Here’s Why The Fed Could Stay Easy For A Looooong Time
This week Jerome Powell tossed the market a bone by hinting that the Fed would be patient in raising short-term interest rates due to the continued slack in the US labor market and inflation that would likely be “transitory”. Yet, today, the unemployment rate dropped more than expected to 4.6%, a relatively low level of unemployment. Wouldn’t a low unemployment rate like 4.6% cause the Fed to at least begin talking about a faster taper of asset purchases or even rate increases?
As always, the devil is in the details. When looking at why the unemployment rate fell in October one of the primarily reasons was because the employment participation rate fell as well! That is, the unemployment rate fell, in part, because many people exited the labor market. A smaller labor market is troubling because it implies:
a skills mismatch between employers and job seekers, which is bad because it could mean the participation rate will be slow to recover and
also implies a lower level of growth, since GDP growth = labor force growth * productivity growth
As the reader can see, the participation rate fell from about 63.5% pre-COVID to just 61.6% today. The overall participation rate has been flat for a year and a half now.
When we dig deeper into the participation rate we notice that all ages of workers are dropping out of the labor market. In the 55+ category, the participation rate is down 2% from the pre-COVID level and is showing no signs of improving. In the 25-54 category, the participation rate is also 2% lower than pre-COVID, but is at least on an upward trajectory.
In total, lower labor force participation has caused the total US labor force to shrink from 159m pre-COVID to 154m today, or an aggregate loss of 5m jobs.
That loss of 5m jobs ignores that, but for COVID, the total number of employed people in the US would likely have grown due to population growth and millennials entering the labor force faster than boomers exit.

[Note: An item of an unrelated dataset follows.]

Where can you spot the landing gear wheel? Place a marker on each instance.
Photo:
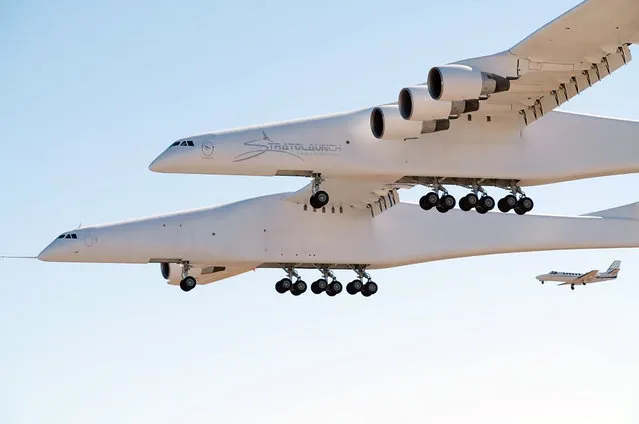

Had the US job market continued adding jobs through 2021, total US employment would be more like 162m by now. So, the total number of folks that are not in the labor market, but could be, may actually be more like 8m (162m-154m) than 5m.
What would cause the Fed to raise rates even though as many as 8m people may be out of the labor market and the participation rate is making no progress? Inflation, of course.
But, we must also take note of how the Fed looks at the world. The Fed sees a link between employment and inflation. Indeed, while such a link ebbs and flows through time, it has been strong in the post Great Financial Crisis era. As the reader can see, the employment participation rate and CPI have moved in the same direction since the 2009…until 2021. The fact that the participation rate has made no progress in nearly 18 months is one strong data point that would suggest to the Fed that inflation is “transitory”. If inflation is “transitory” then there is no need to tighten policy aggressively.
Perhaps that is why 2 year yields have fallen 10bps in the last several days, gold has rallied by a few percent, and the Fed Funds futures market is starting to price out rate hikes for 2022?